I run into a dented old friend
It is always a little sad to say goodbye to a loyal friend you are leaving forever, a companion you have spent many hours with, in all sorts of circumstances. David didn't think I should be so unhappy about the separation. "It's just a car," he said. "And we need a smaller one."
We were standing in the hot parking lot of a car dealership, keys to the new car in David's hand, keys to the old one in mine. I patted the fender of my blue minivan and sighed.
David took the keys and handed them to the salesman, who shrugged helplessly.
As we drove away, I turned back to look at my trusty comrade, standing silent and alone.
As it turned out, I liked the new car. It ran beautifully, all the tires were good, and I happily quit buying oil by the case. Our teenage children were delighted to ride around in a small green sedan instead of a smoky van with a missing hood ornament and a scrape on the back of one of the seats. We got the radio stations lined up right, and before long someone spilled a soft drink down the back seat, which took a lot of scrubbing.

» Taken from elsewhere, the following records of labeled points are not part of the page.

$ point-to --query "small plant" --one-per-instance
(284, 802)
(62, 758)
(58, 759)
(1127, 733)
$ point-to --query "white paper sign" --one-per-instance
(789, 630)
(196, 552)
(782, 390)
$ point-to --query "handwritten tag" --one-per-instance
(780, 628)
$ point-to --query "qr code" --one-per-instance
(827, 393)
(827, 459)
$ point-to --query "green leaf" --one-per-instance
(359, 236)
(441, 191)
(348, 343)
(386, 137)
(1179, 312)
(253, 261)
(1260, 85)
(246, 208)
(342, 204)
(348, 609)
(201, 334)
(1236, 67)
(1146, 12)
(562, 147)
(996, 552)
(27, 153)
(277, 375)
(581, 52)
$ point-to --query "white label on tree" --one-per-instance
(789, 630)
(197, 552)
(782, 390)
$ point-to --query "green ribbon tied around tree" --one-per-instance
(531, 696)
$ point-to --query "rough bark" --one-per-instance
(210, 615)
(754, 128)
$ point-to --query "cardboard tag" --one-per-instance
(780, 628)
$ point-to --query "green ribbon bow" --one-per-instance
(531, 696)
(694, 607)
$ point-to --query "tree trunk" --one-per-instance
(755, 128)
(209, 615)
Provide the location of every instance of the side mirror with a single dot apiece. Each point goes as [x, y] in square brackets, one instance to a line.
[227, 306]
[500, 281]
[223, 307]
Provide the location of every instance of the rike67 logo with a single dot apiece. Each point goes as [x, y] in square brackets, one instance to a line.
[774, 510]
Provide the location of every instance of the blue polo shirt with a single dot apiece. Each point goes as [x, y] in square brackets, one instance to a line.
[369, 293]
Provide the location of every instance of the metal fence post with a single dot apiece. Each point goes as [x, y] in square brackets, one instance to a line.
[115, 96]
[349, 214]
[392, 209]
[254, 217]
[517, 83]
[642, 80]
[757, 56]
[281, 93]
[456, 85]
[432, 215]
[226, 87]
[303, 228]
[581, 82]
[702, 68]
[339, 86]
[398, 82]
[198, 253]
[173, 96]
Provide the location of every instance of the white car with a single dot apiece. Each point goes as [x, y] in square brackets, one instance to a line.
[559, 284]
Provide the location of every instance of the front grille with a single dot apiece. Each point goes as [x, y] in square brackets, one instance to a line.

It began to feel like our family's car.
Still, I missed looking in the rear-view mirror and seeing the seats where I used to buckle in my little children. I missed the dent in the side where one of the kids had hit it with a baseball, even though I'd scolded him at the time.
I thought about the family trips in that car and the laughs and fun we'd had together.
Then one day I happened to go to a large shopping center in a nearby town. I parked in a sea of vehicles, hoping I could find my car again when it was time to go home.
As I walked through the parking lot on my way into the store, I saw a familiar blue minivan coming slowly toward me, creeping down the rows of cars. The young woman driving it looked from side to side, searching for an empty parking spot. I stood stock still and stared. Could it be?
It seemed impossible.
As I stood rooted to the spot, the minivan slowly wheeled into a parking stall right in front of me. From their car seats in the back, a little blond-haired boy and girl looked out the window at me as I stared at them in astonishment. The boy smiled at me cheerfully and waved.
I waved back hesitantly, suddenly self-conscious, then walked quickly away toward the store's entrance. I went inside and stood for a moment, then turned and ran back out into the parking lot.
The minivan was still there, but the young family was gone. I walked up to the car, trying not to look suspicious, wondering how I could explain myself if someone asked me what I was doing. The license plate was different, but as I walked around the car, I saw that the hood ornament was missing and there was a small, baseball-sized dent on one side.
I peeked inside and saw a familiar scrape on the back of one of the seats. There was a copy of "The Poky Little Puppy" on the floor, a box of animal crackers on the back seat, and a well-worn little flannel blanket tossed into the front seat. It was my car.
But it wasn't my car. I had left it behind at a dealership, where it got a rebuilt engine and a new, young family. I stood and looked at my old friend for another minute, wavering between the past and the present. Then I walked away.
There was a familiar green sedan parked nearby, with a baseball glove and a high school math book thrown onto the back seat. It looked like the kind of car a smaller, older family could ride around in together, taking turns driving and having a lot of fun.
I got into it with a light heart and drove for home, and this time I didn't look back.